There are two voices in my head.
Both are just my inner monologue of course. But sometimes it speaks with one voice, sometimes another.
One voice says: Here’s how you can make this happen.
The other says: Here’s what will happen if you do that.
Historically I often described the former as the software developer’s role and the latter as the ops role. I think the reality is that everyone needs both, and not just because we’re all devops now.
There are many ways to fail to make progress, but ultimately all of them come down to hitting some sort of obstacle and failing to be able to get past it.
Sometimes the obstacle is a creative block: You could get past it if you just had the right solution. Other times it’s a foresight block: You needed to plan for this six months ago, and if you didn’t there’s actually not much you can do here. Different voices tell you how to overcome different obstacles.
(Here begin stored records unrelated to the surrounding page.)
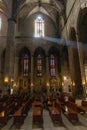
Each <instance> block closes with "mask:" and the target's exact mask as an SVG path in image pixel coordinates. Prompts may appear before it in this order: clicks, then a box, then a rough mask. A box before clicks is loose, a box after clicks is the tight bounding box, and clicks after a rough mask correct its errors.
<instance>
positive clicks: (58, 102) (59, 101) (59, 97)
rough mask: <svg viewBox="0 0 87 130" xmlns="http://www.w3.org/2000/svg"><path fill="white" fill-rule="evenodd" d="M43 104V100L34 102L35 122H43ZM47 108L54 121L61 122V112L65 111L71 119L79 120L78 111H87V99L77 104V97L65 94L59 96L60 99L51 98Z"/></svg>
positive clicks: (75, 121)
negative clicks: (66, 96) (71, 96)
mask: <svg viewBox="0 0 87 130" xmlns="http://www.w3.org/2000/svg"><path fill="white" fill-rule="evenodd" d="M43 108H44V107H43V104H42V102H41V101H37V102H34V107H33V122H34V123H35V122H36V123H39V122H40V123H42V122H43ZM46 108H47V110H48V111H49V115H50V117H51V119H52V121H53V122H61V123H62V117H61V113H62V112H63V113H64V114H65V116H66V117H67V118H68V119H69V120H70V121H71V122H73V121H75V122H78V121H79V118H78V113H80V112H83V113H86V112H87V101H85V100H82V101H81V105H80V106H78V105H77V104H76V99H75V98H73V97H71V96H69V97H68V99H67V100H66V98H65V97H64V96H61V97H59V98H58V99H53V100H52V99H51V100H49V101H48V103H47V107H46Z"/></svg>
I think most people are predisposed to listen to and value one voice over the other. Certainly historically I’ve been much more of a “here’s how you can make this happen” type of person, and have gradually learned that the other voice has useful contributions that would have prevented this debacle we’ve found ourselves in if I’d only listened to the other one.
But you don’t have to be good at listening to both voices when they’re inside your head, because the voices come from outside your head too: Your team mates.
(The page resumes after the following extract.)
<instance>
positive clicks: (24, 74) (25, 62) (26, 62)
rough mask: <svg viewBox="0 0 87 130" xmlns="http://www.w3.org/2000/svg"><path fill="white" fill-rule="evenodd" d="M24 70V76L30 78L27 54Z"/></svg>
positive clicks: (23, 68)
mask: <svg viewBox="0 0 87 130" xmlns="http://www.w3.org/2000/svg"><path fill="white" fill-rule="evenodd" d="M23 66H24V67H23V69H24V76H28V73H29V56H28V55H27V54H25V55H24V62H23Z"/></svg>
The problem comes not when you’re not good at thinking in both ways, the problem comes when you discount what people who are good at thinking in the way that you’re not are saying as unimportant.
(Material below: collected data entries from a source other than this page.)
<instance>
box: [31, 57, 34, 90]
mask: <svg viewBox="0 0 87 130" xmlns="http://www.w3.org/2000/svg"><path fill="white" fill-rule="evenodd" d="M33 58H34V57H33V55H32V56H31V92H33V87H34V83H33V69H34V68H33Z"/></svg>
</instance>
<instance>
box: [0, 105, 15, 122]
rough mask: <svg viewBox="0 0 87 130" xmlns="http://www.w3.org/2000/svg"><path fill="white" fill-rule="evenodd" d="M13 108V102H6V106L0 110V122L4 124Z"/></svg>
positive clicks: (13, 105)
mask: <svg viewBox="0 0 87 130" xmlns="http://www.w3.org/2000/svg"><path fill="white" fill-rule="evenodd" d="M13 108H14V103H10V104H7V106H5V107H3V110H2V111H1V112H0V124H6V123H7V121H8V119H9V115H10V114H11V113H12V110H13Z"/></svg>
This is probably familiar to anyone who has tried to be the voice of reason in the room: A bunch of cowboys dismiss your concerns as probably not very important in practice and how likely is that to happen? Lets be pragmatic here.
My impression is that right now the tech industry is heavily biased towards the “lets make it work” voice, as exemplified by the “move fast and break things” attitude, but it goes the other way too. When you see everything constantly being broken around you it’s tempting to think that if only everyone would just listen to you everything would be great.
I think this is a mistake too. The danger of being too far on the predictive side is that it prevents you from experimenting. It also tends to produce a sort of analysis paralysis: Many ideas that have proven to be very successful would never have been started if their creators had realised how much work they were going to be.
I think in many ways the optimal way to do progress is to have the two voices handing off to each other. Experiment, then stabilize, then repeat. Skip the experiment step and you don’t get anywhere, skip the stabilize step and you get somewhere you didn’t want to be.
It seems very hard to get these two approaches in balance. I’d like to fix that. I’m not sure how to make it happen, but I’m pretty sure that what will happen if we do is pretty great.